As Ari Berman has informed us for the past several years, voter suppression has been one of the key tools of Republicans. And since a majority of the Supreme Court signed on to such suppression with the 2013 Shelby decision eviscerating the Voting Rights Act, it’s been given freer rein, though not without court decisions ruling against some of the worst efforts to keep certain voters away from the polls.
What we don’t know, and what we may never be able to fully suss out, is how many people might have voted if the various elements of that suppression had not been in place. How do you quantify what percentage of voters didn’t show up, say in Texas, out of confusion in part created by officials who falsely informed voters right up to the end that they needed a photo ID of a certain type if they wanted to vote. We may be able to guess how many people were lost in states where fewer early voting sites were placed amid populations that typically vote Democratic.

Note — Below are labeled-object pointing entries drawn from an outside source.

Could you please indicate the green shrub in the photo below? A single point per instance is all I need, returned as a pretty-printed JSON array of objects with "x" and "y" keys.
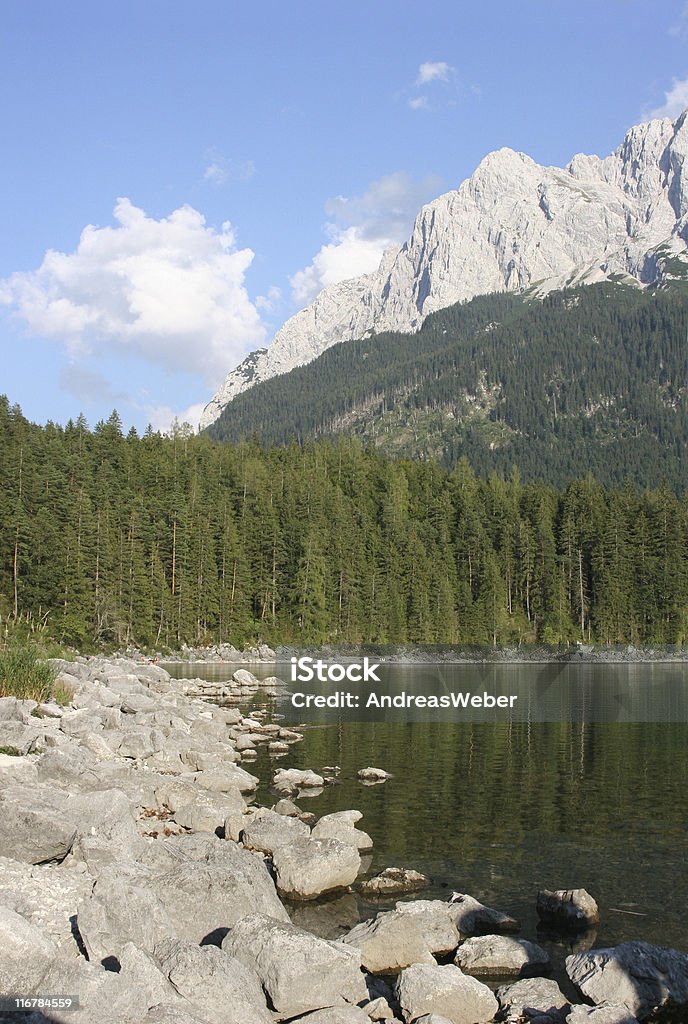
[{"x": 23, "y": 676}]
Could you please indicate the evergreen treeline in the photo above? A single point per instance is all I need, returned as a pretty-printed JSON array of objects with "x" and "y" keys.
[
  {"x": 587, "y": 380},
  {"x": 105, "y": 538}
]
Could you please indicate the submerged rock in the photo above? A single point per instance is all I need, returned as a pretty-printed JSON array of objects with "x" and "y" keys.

What we certainly cannot do at this stage, tempting though it may be, is state that—everything else being equal—suppression cost us this election.
Making that assumption would let us off the hook for any failures on our part to connect with voters who did vote, to stir those who didn’t vote to turn out as least as well as they did for Democrats in 2012, to inspire people to a vision of a better future.
We need, of course, to fight all the kinds of voter suppression chronicled by Berman and others, and that my colleague Joan McCarter and I have aggregated and commented on in the War on Voting feature and other posts over the past year and previously. But we should not fool ourselves into believing that voter suppression is the biggest reason we lost Tuesday. There were many factors, and coming to grips with them is going to require major adjustments in our thinking going forward, both ideologically and strategically.
Making those adjustments will first of all require admitting our own mistakes instead of focusing on the mistakes of others. It will require assessing what’s been wrong with our thinking, our approach, our efforts to persuade and organize. It will require choosing what we must change if we are going to limit the grave damage done to the nation by Tuesday’s outcome and give hope to people who will be the victims of President Trump—including many who voted for him.
And if the Democrats are going to survive, it is going to require fully breaking the grip of the Clintons on the party, a grip that was greatly loosened by Tuesday’s crushing defeat.
This will be a painful process. There will be recriminations. And told you so’s. Throughout the process, however, we should all, whatever our differences, past and present, agree that we will never, ever surrender.